As you enter the work world and — this is something you don’t learn in school — you need to be able to wake up excited about what you do. It isn’t unusual to see employees get locked into a job they don’t like, with a boss they don’t like, and yet do nothing to change the situation. Employees are in the position to make changes, either within the company or by leaving the company for a better job environment. On the other hand, many will choose the easy route: more money, less job satisfaction, and chronic complaints.
Getting AheadIf you are anxious to get ahead while enjoying your job, here are some signs along the road to follow:
- Write down 10 new skills that you have learned in the past year that have increased your ability to perform your job.
- Write down five activities that you have learned in the past year that will help you advance to the next job level.
- Do you have a minimum of five goals along with five milestones per goal that will help you in your professional development in the coming year?
- Have you asked for a mentor within the company to assist you in job skill development?
- Have you taken any classes or read any books in the past year that will assist you in job skill development?
If you don’t score at least three out of five for the above, you aren’t doing what it takes to invest in yourself and are probably waiting for your employer to advance you along. This reactive strategy of waiting for your employer to promote you is not a good idea for the up-and-coming professional. Furthermore, a proactive strategy keeps you in control of your future. No excuses, no “bad luck stories,” and no one else’s fault.
Enjoying Your JobJob satisfaction is not directly related to continuous job advancement. If you are an individual who is anxious to maintain and enjoy your current job, here are some road signs for you:
- Write down 10 new skills that you have learned in the past year that have allowed you to continuously perform your job at peak performance.

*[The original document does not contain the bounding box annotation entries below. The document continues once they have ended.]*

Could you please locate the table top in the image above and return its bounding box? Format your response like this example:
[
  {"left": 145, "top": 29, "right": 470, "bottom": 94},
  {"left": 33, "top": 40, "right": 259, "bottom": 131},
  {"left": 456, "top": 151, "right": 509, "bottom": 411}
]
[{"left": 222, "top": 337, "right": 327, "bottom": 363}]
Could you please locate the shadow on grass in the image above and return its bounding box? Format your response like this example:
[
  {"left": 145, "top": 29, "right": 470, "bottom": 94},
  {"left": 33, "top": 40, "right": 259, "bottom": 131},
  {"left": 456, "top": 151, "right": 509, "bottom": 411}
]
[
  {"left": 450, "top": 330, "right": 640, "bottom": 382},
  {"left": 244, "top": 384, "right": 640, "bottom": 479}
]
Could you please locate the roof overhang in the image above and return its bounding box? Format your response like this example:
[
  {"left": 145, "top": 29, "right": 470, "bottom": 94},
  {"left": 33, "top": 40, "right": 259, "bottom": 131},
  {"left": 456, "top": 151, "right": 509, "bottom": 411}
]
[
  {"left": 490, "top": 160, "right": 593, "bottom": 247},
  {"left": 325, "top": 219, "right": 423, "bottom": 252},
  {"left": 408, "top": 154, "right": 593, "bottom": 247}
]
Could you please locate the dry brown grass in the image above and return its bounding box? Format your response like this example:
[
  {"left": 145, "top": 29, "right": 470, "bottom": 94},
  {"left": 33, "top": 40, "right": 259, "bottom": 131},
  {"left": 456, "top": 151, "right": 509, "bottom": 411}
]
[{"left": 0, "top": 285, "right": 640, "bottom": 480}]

- Do you have a minimum of five goals along with five milestones per goal that will help you to continue to maintain your stature as the best at your current job level?
- Have you asked to be a mentor for your company so that you can assist others in similar job skill development?
- Have you offered to develop the office standards associated with your job description so that quality control can be established?
- Have you taken any classes or read a book in the past year that will assist you in job skill development?
Employees who recognize that they have reached a comfortable level of job responsibility and job satisfaction are a rare breed. I remember telling one hvac design engineer that he should recognize that he was at a level where he was the very best at what he did. At the same time, he was not going to advance because he was not committed to doing the necessary learning to reach the next plateau.
Not everyone is intended to be the boss. Many who reach that level should never have made the climb! Job satisfaction is not something that gets better the higher you climb the corporate ladder. Job satisfaction is based on recognizing what you enjoy doing, being excited about getting up in morning, and being the best at what you do best.
Investing in one’s self is an investment that can be directly related with job satisfaction. Don’t wait for your employer to invest in you. Lead by example. It is worth the trip.